Éste se aprovecha de la inmunidad diplomática de su novia por ser la hija del embajador de un país que tiene tratos con Japón. Y hasta aquí el argumento, señores. Lo que se irá sucediendo son los golpes de estos peculiares mercenarios-justicieros contra Mizuhara y sus esbirros para frustrar sus planes; en realidad “Jigoku Ken“ sólo vuelve a la típica película de artes marciales, las que poco antes hacía Bruce Lee, siguiendo ese patrón donde un héroe común y experto luchador acababa enredado en los tejemanejes de un poderoso gángster que tenía bajo su mando, qué conveniente, a un puñado de imbéciles también con buenos nudillos para repartir leña.
Aquí también sucede eso, no hay armas de fuego, las cosas se resuelven a ostias, todo sea para deleitarnos con las increíbles habilidades de Chiba. Ishii, por su parte, mete sus descacharrantes ideas con calzador y lleva la burla que pretende hacer de este cine al paroxismo, empezando por la exagerada representación de la violencia, cercana al cómic: costillas arrancadas, ojos que vuelan de las cuencas, cabezas partidas por la mitad, brazos rotos e ingentes cantidades de sangre se esparcen por la pantalla en un espectáculo tan grotesco como alucinante.

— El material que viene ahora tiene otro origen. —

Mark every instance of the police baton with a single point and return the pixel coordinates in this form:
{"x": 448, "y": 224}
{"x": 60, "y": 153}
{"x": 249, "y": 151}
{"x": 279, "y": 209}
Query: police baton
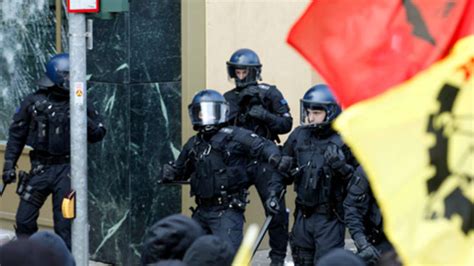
{"x": 265, "y": 226}
{"x": 174, "y": 182}
{"x": 2, "y": 188}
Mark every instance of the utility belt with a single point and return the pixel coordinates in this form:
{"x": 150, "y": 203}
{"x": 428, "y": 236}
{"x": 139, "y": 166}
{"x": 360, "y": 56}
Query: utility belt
{"x": 324, "y": 208}
{"x": 376, "y": 236}
{"x": 27, "y": 192}
{"x": 236, "y": 200}
{"x": 48, "y": 159}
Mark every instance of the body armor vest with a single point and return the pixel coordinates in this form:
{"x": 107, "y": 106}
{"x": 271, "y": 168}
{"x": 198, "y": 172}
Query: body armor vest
{"x": 49, "y": 129}
{"x": 246, "y": 103}
{"x": 220, "y": 168}
{"x": 316, "y": 185}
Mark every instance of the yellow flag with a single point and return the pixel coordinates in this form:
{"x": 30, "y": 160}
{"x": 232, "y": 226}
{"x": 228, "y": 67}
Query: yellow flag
{"x": 416, "y": 142}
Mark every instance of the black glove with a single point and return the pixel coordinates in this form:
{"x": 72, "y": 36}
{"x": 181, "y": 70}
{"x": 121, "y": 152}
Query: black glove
{"x": 367, "y": 251}
{"x": 281, "y": 163}
{"x": 169, "y": 173}
{"x": 272, "y": 204}
{"x": 9, "y": 173}
{"x": 337, "y": 161}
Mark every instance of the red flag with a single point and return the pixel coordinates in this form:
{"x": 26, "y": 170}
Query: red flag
{"x": 364, "y": 47}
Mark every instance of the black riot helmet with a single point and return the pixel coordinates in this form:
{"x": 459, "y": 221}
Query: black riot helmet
{"x": 319, "y": 97}
{"x": 57, "y": 72}
{"x": 248, "y": 60}
{"x": 208, "y": 109}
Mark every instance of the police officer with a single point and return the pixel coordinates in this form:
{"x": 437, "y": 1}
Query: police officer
{"x": 217, "y": 161}
{"x": 323, "y": 169}
{"x": 42, "y": 122}
{"x": 364, "y": 219}
{"x": 262, "y": 109}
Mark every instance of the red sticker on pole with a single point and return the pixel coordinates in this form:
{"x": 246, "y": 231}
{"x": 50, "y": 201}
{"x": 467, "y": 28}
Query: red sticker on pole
{"x": 82, "y": 6}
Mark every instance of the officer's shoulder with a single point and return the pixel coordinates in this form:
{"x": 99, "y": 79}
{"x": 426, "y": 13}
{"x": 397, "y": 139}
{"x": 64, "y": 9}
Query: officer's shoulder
{"x": 234, "y": 130}
{"x": 229, "y": 93}
{"x": 295, "y": 134}
{"x": 191, "y": 140}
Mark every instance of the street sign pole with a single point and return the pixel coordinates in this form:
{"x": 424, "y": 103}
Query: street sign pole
{"x": 78, "y": 107}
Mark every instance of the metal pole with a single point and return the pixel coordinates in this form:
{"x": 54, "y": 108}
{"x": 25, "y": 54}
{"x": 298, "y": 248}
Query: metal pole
{"x": 78, "y": 106}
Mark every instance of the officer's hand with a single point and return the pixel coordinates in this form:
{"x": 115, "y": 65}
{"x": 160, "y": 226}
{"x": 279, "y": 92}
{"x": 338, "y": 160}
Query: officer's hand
{"x": 9, "y": 176}
{"x": 257, "y": 111}
{"x": 272, "y": 204}
{"x": 169, "y": 173}
{"x": 9, "y": 173}
{"x": 369, "y": 254}
{"x": 367, "y": 251}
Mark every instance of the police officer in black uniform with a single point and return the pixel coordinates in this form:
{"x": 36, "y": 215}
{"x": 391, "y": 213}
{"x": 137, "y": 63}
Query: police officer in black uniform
{"x": 218, "y": 162}
{"x": 262, "y": 109}
{"x": 324, "y": 165}
{"x": 42, "y": 122}
{"x": 364, "y": 219}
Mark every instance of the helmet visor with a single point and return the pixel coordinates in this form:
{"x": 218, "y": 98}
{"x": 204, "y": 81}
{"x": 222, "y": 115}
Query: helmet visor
{"x": 309, "y": 113}
{"x": 208, "y": 113}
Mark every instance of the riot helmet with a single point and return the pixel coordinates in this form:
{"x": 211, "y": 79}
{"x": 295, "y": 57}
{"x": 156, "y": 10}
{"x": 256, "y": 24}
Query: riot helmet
{"x": 57, "y": 72}
{"x": 319, "y": 98}
{"x": 247, "y": 61}
{"x": 208, "y": 109}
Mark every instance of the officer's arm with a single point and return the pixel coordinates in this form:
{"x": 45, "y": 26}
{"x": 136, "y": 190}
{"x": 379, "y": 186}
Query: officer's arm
{"x": 287, "y": 148}
{"x": 280, "y": 120}
{"x": 95, "y": 128}
{"x": 356, "y": 206}
{"x": 18, "y": 132}
{"x": 184, "y": 164}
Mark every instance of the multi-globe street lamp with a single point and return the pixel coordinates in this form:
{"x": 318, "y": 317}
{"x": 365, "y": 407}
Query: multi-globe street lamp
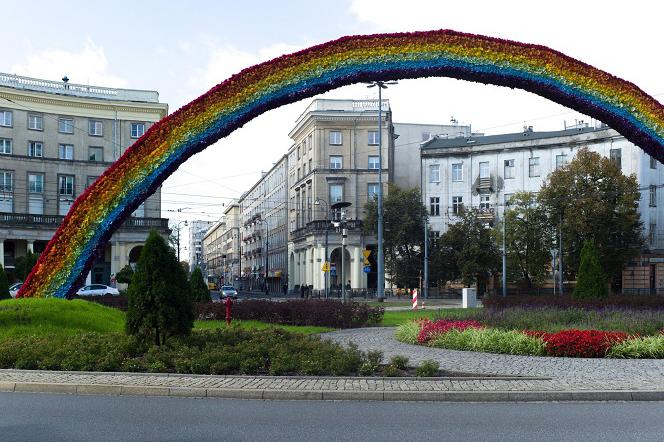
{"x": 380, "y": 287}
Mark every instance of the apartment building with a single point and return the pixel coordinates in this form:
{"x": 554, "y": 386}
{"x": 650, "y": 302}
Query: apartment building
{"x": 56, "y": 138}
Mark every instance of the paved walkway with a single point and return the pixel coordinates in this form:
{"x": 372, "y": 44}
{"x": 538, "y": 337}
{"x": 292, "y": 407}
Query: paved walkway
{"x": 512, "y": 378}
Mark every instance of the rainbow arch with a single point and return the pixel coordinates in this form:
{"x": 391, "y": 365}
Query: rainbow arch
{"x": 147, "y": 163}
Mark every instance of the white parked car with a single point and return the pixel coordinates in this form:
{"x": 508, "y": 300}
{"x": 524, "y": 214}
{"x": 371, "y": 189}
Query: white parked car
{"x": 13, "y": 289}
{"x": 97, "y": 290}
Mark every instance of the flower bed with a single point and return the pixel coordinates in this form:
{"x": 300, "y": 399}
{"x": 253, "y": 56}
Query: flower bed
{"x": 474, "y": 336}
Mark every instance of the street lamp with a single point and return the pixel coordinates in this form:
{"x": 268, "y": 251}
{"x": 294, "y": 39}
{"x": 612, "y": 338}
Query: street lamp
{"x": 178, "y": 241}
{"x": 341, "y": 224}
{"x": 327, "y": 230}
{"x": 380, "y": 258}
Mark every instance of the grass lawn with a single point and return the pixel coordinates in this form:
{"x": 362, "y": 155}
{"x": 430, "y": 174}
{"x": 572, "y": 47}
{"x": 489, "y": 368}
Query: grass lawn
{"x": 257, "y": 325}
{"x": 57, "y": 317}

Pero para alucinante, además de los varios desnudos gratuitos que incluye, es el diálogo y la interacción entre los personajes, y es que habría que nominar a los actores a un premio por ser capaces de decir sus frases sin sucumbir a la carcajada. Las depravadas ocurrencias de Ichiro (Eiji Go), las bromas pesadas de Hayato y por supuesto las divertidas salidas de tono de Chiba, quien además copia a Lee durante las peleas de una manera harto irrisoria (los gestos, los gritos, los movimientos...ni los cientos de imitadores del actor chino que surgieron en aquellos años lo hicieron tan bien), deja claro lo poco que la película se toma en serio a sí misma.
Pero Ishii no atina igual en la trama, que, habitual de estas producciones, es un mejunje incomprensible; básicamente luchas violentas aquí y allá y momentos sin demasiada lógica que derivan en situaciones conocidas, siendo la mayor de todas el que el villano reclute a feroces luchadores para derrotar a quienes le están fastidiando el negocio (en lugar de contratar a gángsters para liquidarlos a golpe de metralleta, que sería lo lógico), y que todos acaben dándose de palos en el clásico y larguísimo clímax donde uno ya no sabe quién está recibiendo y si es de los malos o de los buenos...

De no amenizarla las exageradas dosis de violencia y los detalles paródicos, “Jigoku Ken“ no pasaría de ser otro título más de la acción con artes marciales típico de los “70 y que tan horrorosamente mal han envejecido incluso como meros productos de entretenimiento.
Lejos de ser un fracaso la película se colocó entre los puestos más taquilleros del año...y Okada no perdió ni un minuto en pedirle al director que preparara la secuela.